Rangkaian apa yang akan dilakukan Presiden Jokowi ini merupakan impian setiap keluarga yang ada di Indonesia dan cita-cita anak bangsa Indonesia, menjadi manusia yang berkualitas. Jokowi telah menuliskan impiannya ini untuk dilanjutkan kepada pemimpin-pemimpin bangsa, ia menuliskan impiannya di Merauke pada tahun 2015, “sumber daya manusia Indonesia yang kecerdasannya mengungguli bangsa-bangsa lain di dunia.” Juga dalam program-program yang diunggulkan semasa kampanye pemilihan presiden, Jokowi terus menekankan usaha untuk melakukan pembangunan SDM.

Namun memang tidak cukup Jokowi sendiri untuk mewujudkannya, perlu secara bersama-sama seluruh komponen bangsa bersatu mengerjakan pembangunan SDM bangsa Indonesia. Dan memang yang melandasi akan hal ini adalah adanya budaya produktivitas, kedisiplinan, dan kerja keras.

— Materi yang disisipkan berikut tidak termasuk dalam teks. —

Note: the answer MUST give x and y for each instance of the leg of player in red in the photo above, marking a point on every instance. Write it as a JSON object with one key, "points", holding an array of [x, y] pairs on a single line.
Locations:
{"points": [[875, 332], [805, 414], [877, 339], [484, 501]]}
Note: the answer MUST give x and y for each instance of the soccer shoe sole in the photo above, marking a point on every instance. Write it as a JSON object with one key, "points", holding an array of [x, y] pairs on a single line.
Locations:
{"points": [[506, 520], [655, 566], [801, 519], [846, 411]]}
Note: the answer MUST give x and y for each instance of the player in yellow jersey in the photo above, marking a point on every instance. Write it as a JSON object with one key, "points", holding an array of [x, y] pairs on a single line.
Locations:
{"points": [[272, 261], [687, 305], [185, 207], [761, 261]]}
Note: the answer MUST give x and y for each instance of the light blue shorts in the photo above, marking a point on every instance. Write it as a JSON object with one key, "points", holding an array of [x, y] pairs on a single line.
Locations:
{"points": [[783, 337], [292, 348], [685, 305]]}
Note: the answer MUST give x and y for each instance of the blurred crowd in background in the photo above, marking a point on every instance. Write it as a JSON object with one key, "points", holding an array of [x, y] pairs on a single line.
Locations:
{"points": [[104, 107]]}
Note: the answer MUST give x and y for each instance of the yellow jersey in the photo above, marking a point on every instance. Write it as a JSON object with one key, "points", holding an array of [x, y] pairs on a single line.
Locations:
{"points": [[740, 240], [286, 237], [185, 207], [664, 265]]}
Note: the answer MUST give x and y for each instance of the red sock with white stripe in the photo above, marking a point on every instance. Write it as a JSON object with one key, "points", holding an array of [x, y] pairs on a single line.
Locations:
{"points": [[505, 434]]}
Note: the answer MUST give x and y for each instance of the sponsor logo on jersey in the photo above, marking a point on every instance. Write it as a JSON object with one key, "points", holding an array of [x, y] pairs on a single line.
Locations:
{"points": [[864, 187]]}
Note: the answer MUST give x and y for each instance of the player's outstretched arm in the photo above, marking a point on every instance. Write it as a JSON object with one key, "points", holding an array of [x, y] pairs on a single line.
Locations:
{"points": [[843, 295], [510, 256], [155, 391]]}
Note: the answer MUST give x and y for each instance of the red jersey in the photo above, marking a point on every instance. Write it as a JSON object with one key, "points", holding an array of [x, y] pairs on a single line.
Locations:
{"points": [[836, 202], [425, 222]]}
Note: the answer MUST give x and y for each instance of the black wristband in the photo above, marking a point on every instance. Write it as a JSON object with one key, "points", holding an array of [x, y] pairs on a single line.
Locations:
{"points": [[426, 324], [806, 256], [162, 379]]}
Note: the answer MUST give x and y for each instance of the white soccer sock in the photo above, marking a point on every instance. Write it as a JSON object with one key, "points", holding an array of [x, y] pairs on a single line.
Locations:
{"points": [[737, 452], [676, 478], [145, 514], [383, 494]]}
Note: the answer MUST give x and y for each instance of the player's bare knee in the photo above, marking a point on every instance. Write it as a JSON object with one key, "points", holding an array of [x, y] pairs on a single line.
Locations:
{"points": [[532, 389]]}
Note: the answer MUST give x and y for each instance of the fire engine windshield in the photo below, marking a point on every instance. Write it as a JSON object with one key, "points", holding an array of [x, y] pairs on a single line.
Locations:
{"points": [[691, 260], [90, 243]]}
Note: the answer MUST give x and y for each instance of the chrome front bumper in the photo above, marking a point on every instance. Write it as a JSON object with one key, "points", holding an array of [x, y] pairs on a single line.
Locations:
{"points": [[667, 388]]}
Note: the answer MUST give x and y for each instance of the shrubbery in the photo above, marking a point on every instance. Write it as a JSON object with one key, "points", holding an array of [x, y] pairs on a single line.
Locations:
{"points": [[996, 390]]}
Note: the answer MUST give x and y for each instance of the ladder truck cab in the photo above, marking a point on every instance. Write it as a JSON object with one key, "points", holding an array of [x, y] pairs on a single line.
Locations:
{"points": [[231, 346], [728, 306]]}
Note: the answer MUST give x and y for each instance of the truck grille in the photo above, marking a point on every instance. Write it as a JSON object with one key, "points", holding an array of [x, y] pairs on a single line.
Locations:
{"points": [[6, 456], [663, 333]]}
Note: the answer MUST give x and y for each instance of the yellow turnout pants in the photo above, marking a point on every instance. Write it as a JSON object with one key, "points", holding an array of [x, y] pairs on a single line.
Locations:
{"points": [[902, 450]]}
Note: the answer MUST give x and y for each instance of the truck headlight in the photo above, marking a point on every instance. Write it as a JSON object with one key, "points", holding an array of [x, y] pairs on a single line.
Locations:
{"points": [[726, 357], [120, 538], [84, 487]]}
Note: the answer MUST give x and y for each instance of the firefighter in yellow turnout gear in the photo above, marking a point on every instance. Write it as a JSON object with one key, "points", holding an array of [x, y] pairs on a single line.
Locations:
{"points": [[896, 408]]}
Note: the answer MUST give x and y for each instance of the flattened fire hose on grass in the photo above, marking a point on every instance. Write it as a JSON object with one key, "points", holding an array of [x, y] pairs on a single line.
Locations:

Saya ingat pengalaman dengan Profesor Yohanes Surya yang mendidik seorang anak Papua untuk bisa mahir mengerjakan soal-soal pelajaran sekolah. Usaha pertama yang dilakukan bukan memberikan soal-soal untuk dikerjakan, namun keyakinan diri bahwa dia bisa, dan kedisiplinan untuk duduk belajar, hingga anak Papua yang sempat tidak naik kelas beberapa kali justru menjadi juara setelah budayanya berubah.

Kita optimis Indonesia maju akan dapat diraih dengan kedisplinan dan kerja keras.